Horan looked at him, saw the pocket pistol, and froze.

"I was under the impression," said Delgado coldly, "that this nation was built upon certain unalienable rights. Are you acquainted, Horan,
with the first ten amendments to the Constitution?"

Horan just stared at him, rendered speechless by astonishment more so than fear.

"I refer specifically," continued Delgado, "to the right of free speech, not to mention the right to a public trial with an impartial jury and the assistance of counsel."

Horan was quickly recovering. "Stay out of this, sir," he warned, his words like cold steel. "This is none of your affair."

"I disagree. Is this a republic, or a monarchy? The former is antithetical to the latter. Yet, in recent weeks, during my sojourn in the South, I have begun to wonder if the United States of America is a republic at all. I have seen tyranny, aristocracy, hereditary privilege, restrictive land tenure, and servile obedience enforced by repressions. And you, sir, you must be a prince of this aristocracy, since by your whim a man can lose his life."

Horan darkened. "I find your words insulting, McKinn."

"These are the facts which insult you." Delgado took a step closer and planted the derringer's double barrel in Horan's rib cage. "If this man hangs, Horan," he said, pitching his voice so low that only Horan could hear him, "you won't be alive to see it."

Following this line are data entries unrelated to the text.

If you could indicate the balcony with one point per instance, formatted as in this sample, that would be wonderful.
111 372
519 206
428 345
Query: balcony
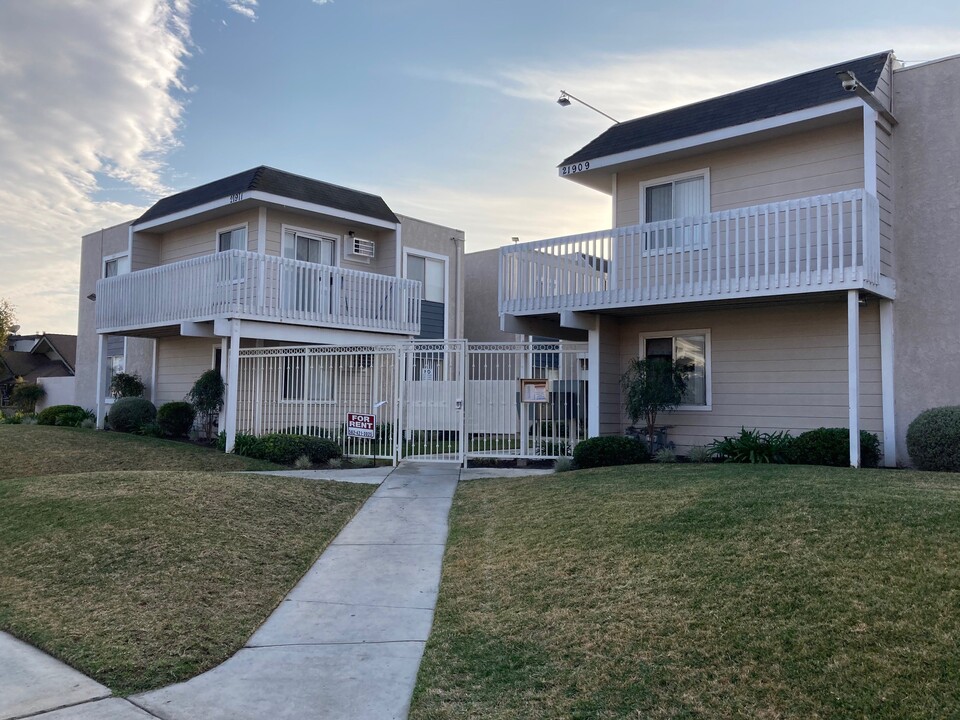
250 286
807 245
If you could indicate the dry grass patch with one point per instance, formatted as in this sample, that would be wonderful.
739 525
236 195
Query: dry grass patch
34 450
141 579
699 592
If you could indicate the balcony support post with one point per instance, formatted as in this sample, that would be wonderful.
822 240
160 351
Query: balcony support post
853 373
886 384
233 374
101 380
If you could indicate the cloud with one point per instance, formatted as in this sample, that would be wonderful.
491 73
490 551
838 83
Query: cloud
247 8
89 91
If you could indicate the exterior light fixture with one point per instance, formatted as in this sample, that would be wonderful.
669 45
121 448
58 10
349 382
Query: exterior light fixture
565 98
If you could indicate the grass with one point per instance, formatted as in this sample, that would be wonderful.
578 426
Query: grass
699 591
35 450
141 578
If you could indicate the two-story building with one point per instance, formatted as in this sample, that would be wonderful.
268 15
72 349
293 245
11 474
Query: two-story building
796 243
260 259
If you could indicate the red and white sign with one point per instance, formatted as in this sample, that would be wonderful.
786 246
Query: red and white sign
364 426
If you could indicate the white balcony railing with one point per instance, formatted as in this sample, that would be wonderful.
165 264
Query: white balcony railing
237 284
805 245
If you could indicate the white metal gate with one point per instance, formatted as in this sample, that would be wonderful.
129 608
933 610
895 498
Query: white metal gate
445 400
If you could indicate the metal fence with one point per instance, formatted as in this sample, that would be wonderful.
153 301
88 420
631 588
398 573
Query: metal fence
432 400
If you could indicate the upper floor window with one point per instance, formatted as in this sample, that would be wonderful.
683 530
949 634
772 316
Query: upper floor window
116 265
232 239
671 198
308 247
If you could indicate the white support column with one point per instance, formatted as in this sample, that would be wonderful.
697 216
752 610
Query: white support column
593 381
886 384
101 380
853 373
233 374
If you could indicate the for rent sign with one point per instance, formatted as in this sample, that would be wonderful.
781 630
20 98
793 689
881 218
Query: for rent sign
361 425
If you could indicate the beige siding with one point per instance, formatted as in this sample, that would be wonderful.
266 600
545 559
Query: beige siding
201 239
780 367
180 361
815 162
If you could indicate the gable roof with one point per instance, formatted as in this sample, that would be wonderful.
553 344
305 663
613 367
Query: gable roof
276 182
799 92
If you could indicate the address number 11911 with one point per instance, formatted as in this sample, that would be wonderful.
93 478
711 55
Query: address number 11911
575 168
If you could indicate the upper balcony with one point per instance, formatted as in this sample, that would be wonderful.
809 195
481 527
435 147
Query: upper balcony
808 245
249 286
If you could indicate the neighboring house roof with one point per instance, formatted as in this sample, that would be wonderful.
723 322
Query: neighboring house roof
29 366
276 182
810 89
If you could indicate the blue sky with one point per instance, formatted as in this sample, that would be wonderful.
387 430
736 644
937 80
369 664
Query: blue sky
447 109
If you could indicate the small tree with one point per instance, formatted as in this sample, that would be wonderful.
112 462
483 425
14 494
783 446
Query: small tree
651 386
206 396
26 395
126 385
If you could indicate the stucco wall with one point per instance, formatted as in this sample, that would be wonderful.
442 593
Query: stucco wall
926 172
139 351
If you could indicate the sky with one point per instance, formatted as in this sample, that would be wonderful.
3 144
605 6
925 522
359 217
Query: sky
446 108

For a moment Horan made no move. He searched Delgado's face for any clue that this might be a bluff. There was no such clue. Delgado knew he might very well have to kill Horan. The man's towering pride might not permit him to back down, especially in the presence of so many witnesses. But Delgado realized that he could not
back down either, if for no other reason than that Jeremiah Rankin's life depended on him. So he kept his nerve and did not flinch from the malevolence in Horan's gaze.